O Código Penal, de 1940, traz em seu rol de crimes o de desacato. Desacato significa provocar ou faltar com o respeito a funcionário público no exercício das suas funções.

No ano de 2017, a Ordem dos Advogados do Brasil ingressou com uma medida perante o Supremo Tribunal Federal, no sentido de obter decisão que dissesse que o artigo do Código Penal sobre o crime de desacato se tornou inconstitucional.

Segundo a OAB, o artigo 331 do Código Penal de 1940, que prevê o crime de desacato, é inconstitucional diante do princípio da liberdade de expressão, assegurado pela Constituição Federal. Poucos dias atrás o STF julgou essa ação e manteve o crime de desacato no Código Penal. Acrescentou a OAB existir manifestação da Comissão Interamericana de Direitos Humanos, no sentido de que todas as normas nacionais que tipifiquem crimes de desacato seriam incompatíveis com o art. 13 da Convenção Americana sobre Direitos Humanos – Pacto de São José da Costa Rica, pois “a aplicação de leis de desacato para proteger a honra dos funcionários públicos que atuam em caráter oficial outorga-lhes injustificadamente um direito a proteção especial, do qual não dispõem os demais integrantes da sociedade”.

A decisão do SFT, que manteve o artigo 331 do Código Penal diz que não apenas não foi proferida nenhuma decisão pela Corte Interamericana de Direitos Humanos a respeito do art. 331 do Código Penal brasileiro, como nenhum dos referidos precedentes tem aplicação direta em relação ao Brasil. De qualquer forma, a Corte Interamericana de Direitos Humanos tem destacado que a liberdade de expressão não é um direito absoluto e que, em casos de grave abuso, faz-se legítima a utilização do direito penal para a proteção da honra.

Ao praticar determinadas condutas idênticas às perpetradas pelos particulares, os funcionários públicos são punidos de modo mais rigoroso.
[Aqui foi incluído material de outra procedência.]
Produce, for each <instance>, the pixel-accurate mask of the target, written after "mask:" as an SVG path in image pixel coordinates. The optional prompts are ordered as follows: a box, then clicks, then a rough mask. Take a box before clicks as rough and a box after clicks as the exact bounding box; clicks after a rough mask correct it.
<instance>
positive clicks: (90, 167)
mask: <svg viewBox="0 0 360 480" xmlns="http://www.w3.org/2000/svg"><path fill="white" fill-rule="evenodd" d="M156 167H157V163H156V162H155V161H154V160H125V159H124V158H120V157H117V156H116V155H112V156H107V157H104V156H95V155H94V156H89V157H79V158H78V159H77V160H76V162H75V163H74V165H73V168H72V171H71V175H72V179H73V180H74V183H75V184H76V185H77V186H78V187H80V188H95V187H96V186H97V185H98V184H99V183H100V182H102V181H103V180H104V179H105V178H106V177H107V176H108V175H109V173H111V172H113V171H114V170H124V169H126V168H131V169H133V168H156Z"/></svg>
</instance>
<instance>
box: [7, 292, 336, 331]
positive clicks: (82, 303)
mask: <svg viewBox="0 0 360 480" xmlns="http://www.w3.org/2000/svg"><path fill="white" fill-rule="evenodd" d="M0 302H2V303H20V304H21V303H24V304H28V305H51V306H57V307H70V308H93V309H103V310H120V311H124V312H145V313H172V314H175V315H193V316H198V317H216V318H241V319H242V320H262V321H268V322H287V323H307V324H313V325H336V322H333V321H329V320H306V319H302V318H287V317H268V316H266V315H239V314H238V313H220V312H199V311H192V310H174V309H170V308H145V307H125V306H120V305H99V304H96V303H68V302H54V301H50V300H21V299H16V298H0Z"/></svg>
Em contrapartida, os agentes públicos possuem prerrogativas próprias, que são instrumentais em relação aos seus deveres. O STF, no julgamento, afirmou que, também no campo penal, é razoável que se prevejam tipos penais protetivos da atuação dos agentes públicos. É nesse contexto que se justifica a criminalização do desacato. Não se trata de conferir um tratamento privilegiado ao funcionário público. Trata-se, isso sim, de proteger a função pública exercida pelo funcionário, por meio da garantia, reforçada pela ameaça de pena, de que ele não será menosprezado ou humilhado enquanto se desincumbe dos deveres ao seu cargo ou função públicos.

Os agentes públicos em geral estão mais expostos ao escrutínio e à crítica dos cidadãos, devendo demonstrar maior tolerância à reprovação e à insatisfação, sobretudo em situações em que se verifica uma tensão entre o agente público e o particular. Devem ser relevados, portanto, eventuais excessos na expressão da discordância, indignação ou revolta com a qualidade do serviço prestado ou com a atuação do funcionário público.

Não basta, ademais, que o funcionário se veja ofendido em sua honra. Não há crime se a ofensa não tiver relação com o exercício da função. É preciso um menosprezo da própria função pública exercida pelo agente. E, mais, é necessário que o ato perturbe ou obstrua a execução das funções do funcionário público.

Em suma, o tipo penal deve ser limitado a casos graves e evidentes de menosprezo à função pública, como a prolação de ofensa grosseira e exagerada ao agente de trânsito que, no cumprimento de seu dever, procura realizar testes de alcoolemia; o rasgamento de mandado judicial entregue pelo oficial de justiça; o desferimento de tapa em funcionário público que procura cumprir seu dever etc.

Portanto, rasgar multa na frente do guarda que a aplicou é desacato.